我试图从下拉框插入用户输入到我的数据库。我使用此代码的形式动态地从数据库生成选项。从player1一直到player11都是这样,但都使用相同的代码所以为了节省空间,我将只包含player1的一个示例:
<form action="teamCreate.php" onsubmit="return validateForm();" name="teamCreation" method="post">
<table>
<tr>
<td>
Player 1:
</td>
<td>
<select id="player1" name="player1">';
$sql = mysql_query("SELECT playerName FROM Player");
while ($row = mysql_fetch_array($sql))
{
echo "<option value='"player'">" . $row['playerName'] . "</option>";
}
echo '</select>
</td>
</tr>
</table>
我在teamcreate。php中是这样做的:
$player=array(); //Creates an array of players, using the values posted from editTeam.php
$player[1]=$_POST['player1'];
$player[2]=$_POST['player2'];
$player[3]=$_POST['player3'];
$player[4]=$_POST['player4'];
$player[5]=$_POST['player5'];
$player[6]=$_POST['player6'];
$player[7]=$_POST['player7'];
$player[8]=$_POST['player8'];
$player[9]=$_POST['player9'];
$player[10]=$_POST['player10'];
$player[11]=$_POST['player11'];
$teamName = $_SESSION['teamName'];
$counter=1;
while ($counter < 12) //Creates a loop that goes through the player array, adding them to the database under the user's team name
{
$currentPlayer = $player['$counter'];
mysql_query("INSERT INTO PlayerListing(teamName, playerName)VALUES('$teamName', '$currentPlayer')");
$counter = $counter + 1;
}
当我查看数据库中的结果时,所有添加的行都正确设置了teamName列,但是playerName列是空白的。这个问题我已经想了好几个小时了,还是不明白是什么问题。
谢谢,沃尔夫。
看一下这段代码:
while ($counter < 12) //Creates a loop that goes through the player array, adding them to the database under the user's team name
{
$currentPlayer = $player['$counter'];
mysql_query("INSERT INTO PlayerListing(teamName, playerName)VALUES('$teamName', '$currentPlayer')");
$counter = $counter + 1;
}
当您分配您的$currentPlayer
时,您使用单引号并在其中包含变量名称。看起来你想在这里表示$counter
的值,但是你不能用单引号这样做,只有双引号会为你插入变量值。要解决这个问题,你必须完全删除引号(这是我建议的),或者用双引号把变量括起来。

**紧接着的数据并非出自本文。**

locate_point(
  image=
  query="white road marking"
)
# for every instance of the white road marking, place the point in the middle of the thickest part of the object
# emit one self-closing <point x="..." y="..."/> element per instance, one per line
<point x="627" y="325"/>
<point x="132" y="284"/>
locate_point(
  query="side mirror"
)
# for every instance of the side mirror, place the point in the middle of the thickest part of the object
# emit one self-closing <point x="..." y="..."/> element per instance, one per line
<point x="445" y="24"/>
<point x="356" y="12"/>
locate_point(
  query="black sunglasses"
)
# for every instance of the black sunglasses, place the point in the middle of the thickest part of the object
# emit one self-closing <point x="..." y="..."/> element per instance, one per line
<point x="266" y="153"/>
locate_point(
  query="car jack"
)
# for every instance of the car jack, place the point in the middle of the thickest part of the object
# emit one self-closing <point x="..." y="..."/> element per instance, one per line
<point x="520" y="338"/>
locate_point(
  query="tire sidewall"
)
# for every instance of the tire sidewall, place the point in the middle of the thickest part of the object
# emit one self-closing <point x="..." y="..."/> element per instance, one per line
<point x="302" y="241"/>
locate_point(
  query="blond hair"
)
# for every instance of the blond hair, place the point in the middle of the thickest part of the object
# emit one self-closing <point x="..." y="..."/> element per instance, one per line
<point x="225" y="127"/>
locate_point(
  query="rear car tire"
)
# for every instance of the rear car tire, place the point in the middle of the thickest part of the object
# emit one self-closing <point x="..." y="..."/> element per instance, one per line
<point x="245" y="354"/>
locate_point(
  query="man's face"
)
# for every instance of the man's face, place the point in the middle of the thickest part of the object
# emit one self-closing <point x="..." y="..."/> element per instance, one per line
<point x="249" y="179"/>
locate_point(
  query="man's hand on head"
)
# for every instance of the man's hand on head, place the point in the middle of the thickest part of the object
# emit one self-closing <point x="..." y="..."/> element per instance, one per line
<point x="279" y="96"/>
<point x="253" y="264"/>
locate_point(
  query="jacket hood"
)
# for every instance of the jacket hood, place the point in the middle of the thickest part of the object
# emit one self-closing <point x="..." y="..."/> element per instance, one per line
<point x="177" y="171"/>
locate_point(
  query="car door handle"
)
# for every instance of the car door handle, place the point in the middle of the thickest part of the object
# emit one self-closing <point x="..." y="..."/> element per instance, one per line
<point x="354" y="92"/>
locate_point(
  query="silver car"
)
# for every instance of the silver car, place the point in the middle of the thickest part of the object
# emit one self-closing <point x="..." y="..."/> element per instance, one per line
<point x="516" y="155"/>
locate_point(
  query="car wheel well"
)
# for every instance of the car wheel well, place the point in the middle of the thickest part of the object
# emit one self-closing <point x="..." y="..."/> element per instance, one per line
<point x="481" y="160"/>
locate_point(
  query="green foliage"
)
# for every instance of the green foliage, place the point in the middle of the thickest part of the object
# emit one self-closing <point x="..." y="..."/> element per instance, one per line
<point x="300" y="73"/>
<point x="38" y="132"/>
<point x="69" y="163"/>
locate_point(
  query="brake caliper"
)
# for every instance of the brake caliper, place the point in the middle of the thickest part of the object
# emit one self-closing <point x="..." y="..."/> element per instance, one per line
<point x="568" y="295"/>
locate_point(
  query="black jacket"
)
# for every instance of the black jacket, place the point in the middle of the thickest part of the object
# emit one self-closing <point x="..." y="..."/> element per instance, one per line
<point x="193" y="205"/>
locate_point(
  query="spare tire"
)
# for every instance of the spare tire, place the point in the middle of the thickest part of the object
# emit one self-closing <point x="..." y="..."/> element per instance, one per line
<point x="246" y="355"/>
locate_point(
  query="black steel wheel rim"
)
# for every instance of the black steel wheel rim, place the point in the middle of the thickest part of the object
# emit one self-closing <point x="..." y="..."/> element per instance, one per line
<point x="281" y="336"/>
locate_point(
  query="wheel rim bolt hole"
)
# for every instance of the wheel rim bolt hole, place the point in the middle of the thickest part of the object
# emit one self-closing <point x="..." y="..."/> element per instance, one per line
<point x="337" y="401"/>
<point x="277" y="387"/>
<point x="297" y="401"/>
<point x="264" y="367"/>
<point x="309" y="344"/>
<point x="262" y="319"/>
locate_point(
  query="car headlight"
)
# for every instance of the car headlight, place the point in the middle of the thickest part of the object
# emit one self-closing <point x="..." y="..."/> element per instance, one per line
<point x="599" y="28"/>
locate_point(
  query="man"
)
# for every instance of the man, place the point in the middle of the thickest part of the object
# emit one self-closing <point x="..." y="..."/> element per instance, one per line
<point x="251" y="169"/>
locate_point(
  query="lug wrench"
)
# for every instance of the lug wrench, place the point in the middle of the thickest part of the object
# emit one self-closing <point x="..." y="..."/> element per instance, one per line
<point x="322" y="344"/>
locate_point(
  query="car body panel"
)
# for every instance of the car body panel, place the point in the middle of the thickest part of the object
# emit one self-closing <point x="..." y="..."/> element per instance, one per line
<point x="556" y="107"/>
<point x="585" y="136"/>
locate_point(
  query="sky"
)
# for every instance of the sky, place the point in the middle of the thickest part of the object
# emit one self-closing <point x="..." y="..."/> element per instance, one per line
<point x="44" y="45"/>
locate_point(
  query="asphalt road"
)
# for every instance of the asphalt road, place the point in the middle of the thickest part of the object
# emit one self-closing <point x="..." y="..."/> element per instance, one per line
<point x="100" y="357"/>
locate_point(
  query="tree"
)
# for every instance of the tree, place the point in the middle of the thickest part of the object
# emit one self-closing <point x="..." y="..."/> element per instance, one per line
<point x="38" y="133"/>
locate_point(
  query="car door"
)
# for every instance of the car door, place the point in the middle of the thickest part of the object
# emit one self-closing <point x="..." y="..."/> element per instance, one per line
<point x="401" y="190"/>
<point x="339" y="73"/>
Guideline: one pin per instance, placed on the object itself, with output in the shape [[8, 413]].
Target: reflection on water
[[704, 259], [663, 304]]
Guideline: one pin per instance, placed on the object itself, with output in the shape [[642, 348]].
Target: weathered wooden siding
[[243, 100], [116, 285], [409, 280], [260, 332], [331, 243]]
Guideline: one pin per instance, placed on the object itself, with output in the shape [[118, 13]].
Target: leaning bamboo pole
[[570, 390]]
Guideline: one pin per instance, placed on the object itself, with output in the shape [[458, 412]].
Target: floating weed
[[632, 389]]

while ($counter < 12) //Creates a loop that goes through the player array, adding them to the database under the user's team name
{
$currentPlayer = $player[$counter];
mysql_query("INSERT INTO PlayerListing(teamName, playerName)VALUES('$teamName', '$currentPlayer')");
$counter = $counter + 1;
}
问题是你的索引$counter
(字面上,不是作为一个变量)不包含任何值,因此没有值被插入到数据库中。